The day I got home from the hospital I was a soggy mess of hormones, anxiety, and utter terror that I had no idea how to be a parent to this brand new baby. I walked into my house to a kitchen table covered in baby clothes, cases of diapers and wipes in the middle of my living room, and a baby bath tub on the counter next to the kitchen sink. As my wild and exhausted eyes took in the chaos that had replaced my formerly organized house, it occurred to me that barely anyone talks about this part of becoming a mother.

They talk about the euphoria and the happiness and the oh my god you've never felt a love like this. And maybe some new mothers feel like that. But not everyone. So it hit me hard that first day home from the hospital that no one talks about the other side of becoming a mother. The fear and the confusion, the tears for every reason and no reason at all, the feeling that a torpedo just exploded in the center of your life, and the guilt that you are not positively over the moon about this baby that you wished for for such a long time and that sometimes, in your lowest moments, you wish just a tiny bit that you could reverse course and go back to the way things were. No one talks about these things. We should.

Honestly, I'm still sort of sorting through it all.

Thankfully, for me, all of this complexity has been interspersed with moments where I am in awe of what we have created, and grateful that this baby is here and that he is mine. And as we settle in and form some semblance of a routine and figure out how to be parents, every day I feel a little more like myself. A little happier. A little more normal even if that normal isn't the same as it used to be.

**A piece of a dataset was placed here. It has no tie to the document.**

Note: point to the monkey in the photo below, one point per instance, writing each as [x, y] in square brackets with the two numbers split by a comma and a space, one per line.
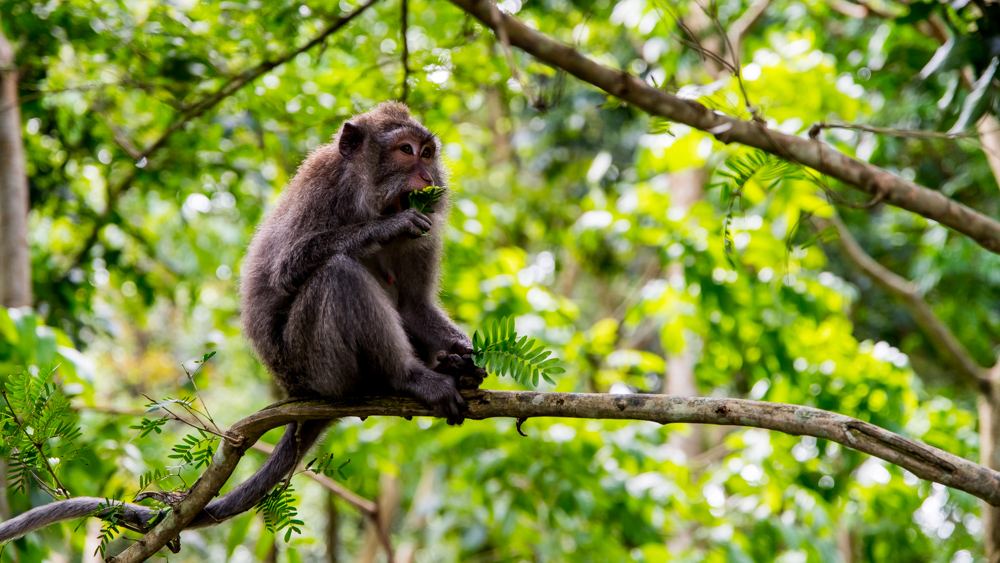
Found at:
[339, 298]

Since this blog is a time capsule of sorts, I feel strongly about documenting both sides of the story, especially now, so stay tuned.

In the meantime, here is a little snapshot of our first three weeks as parents, a terribly cute baby, and our brand new life that we are slowly learning to navigate.


















Tuesday, July 14, 2015

And Then There Were Three

 

With joy and immeasurably deep gratitude we welcome our son,

William Charles Merel ("Will").

June 30, 2015

6 lb, 3 oz.

19 1/2 inches.

And just like that, two became three.


The past two weeks have been a whirlwind of emotion, activity, and, more than anything else, wild and stunning change. We are all starting to settle into this new life of ours, and I am so happy to be back here to write it all. There are sundry stories in this change, and I want to tell them. 

But for now, for today, there is this. A tiny person starting to stir on his favorite perch - a blanket spread on the couch. He needs me. And I am here.